Hi,
I would leave GP_SET_BITS as is and add the explicit cast. In my TODO.
Why is GP_Context.pixels of type "uint8_t *"? Wouldn't "void *" make more sense? (they are generally not individual bytes after all). This would help catch this bug (as "typeof(void)1") and future similar ones.
We may change that, but then you need to cast it explicitly in some macros that expect it to be pointer bytes (in GNU C void* is actually byte addresable). And it's kind of common sense to reffer to buffer as buffer of bytes.
So my conclusion is change that if you want, but fix the surrounding code.

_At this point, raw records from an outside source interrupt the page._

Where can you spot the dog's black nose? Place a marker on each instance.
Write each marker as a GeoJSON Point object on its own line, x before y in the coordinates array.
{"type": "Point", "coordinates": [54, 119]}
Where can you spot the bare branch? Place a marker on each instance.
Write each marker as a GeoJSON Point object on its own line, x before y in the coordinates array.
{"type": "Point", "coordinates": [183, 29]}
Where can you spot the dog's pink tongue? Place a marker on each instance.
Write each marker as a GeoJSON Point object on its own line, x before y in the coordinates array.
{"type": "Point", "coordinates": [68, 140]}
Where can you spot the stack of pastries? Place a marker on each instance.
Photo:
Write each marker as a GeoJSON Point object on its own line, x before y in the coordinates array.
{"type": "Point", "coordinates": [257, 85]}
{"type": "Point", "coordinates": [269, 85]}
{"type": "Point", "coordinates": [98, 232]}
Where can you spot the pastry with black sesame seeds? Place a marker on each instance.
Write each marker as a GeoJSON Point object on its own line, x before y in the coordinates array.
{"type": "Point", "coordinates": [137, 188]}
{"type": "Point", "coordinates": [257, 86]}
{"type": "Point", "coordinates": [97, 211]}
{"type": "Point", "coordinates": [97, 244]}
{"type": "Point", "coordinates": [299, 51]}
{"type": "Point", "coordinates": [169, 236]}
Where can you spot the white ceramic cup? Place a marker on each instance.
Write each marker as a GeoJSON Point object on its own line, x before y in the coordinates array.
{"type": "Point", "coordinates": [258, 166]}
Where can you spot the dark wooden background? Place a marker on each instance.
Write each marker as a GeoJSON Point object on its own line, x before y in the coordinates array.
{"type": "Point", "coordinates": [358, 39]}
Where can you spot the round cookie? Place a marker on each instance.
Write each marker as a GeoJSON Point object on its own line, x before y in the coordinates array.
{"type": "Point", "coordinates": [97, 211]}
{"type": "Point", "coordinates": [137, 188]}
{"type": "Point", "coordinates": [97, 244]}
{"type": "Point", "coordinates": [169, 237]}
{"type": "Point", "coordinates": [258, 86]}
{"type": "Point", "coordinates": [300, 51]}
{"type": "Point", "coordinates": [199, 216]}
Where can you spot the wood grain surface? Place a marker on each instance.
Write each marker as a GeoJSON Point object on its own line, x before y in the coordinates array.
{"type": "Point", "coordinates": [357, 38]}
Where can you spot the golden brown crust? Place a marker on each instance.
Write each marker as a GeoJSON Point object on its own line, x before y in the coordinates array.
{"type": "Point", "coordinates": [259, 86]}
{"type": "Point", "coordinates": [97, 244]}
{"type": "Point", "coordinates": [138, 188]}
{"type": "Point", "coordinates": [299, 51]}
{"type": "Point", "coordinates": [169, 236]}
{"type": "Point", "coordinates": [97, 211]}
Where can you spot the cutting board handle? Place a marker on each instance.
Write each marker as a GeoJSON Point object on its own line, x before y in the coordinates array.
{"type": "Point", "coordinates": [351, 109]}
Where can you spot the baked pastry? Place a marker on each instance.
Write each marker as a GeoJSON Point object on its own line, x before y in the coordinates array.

I will think about it. Any other solution you would suggest? (As generated GP_SET_PIXEL must be changed anyway to remove the overflow warnings) I would like to keep GP_SET_PIXEL general, but another variant would be a viable option.
- The GP_PutPixel and GP_GetPixel now uses transformation flags for default
but the rest of the library doesn't (eg. gfx part). Should we simply rename GP_TLine to GP_Line and GP_Line to GP_Line_Raw and so?
I would be in favor of that. The user should not need it and there are always the Raw variants.
Okay, will do.
Great. What about the Raw/RawNoclip distinction?
Needs to be settled down, but having each drawing algorithm in Raw and RawNoClip variant seems to me like quite duplication.
I meant RawNoclip to exist only for very low-level operations (get/putpixel, h/vline). Drawing function can then decide whether it should take care of clipping itself (easy with line), leave clipping to putpixel (any complicated shapes) or do something in-between (very optional, e.g. your smart circle example).
Just as a side-remark: most drawing functions may want to do some crude clipping to avoid too many calls to (clipped) putpixel.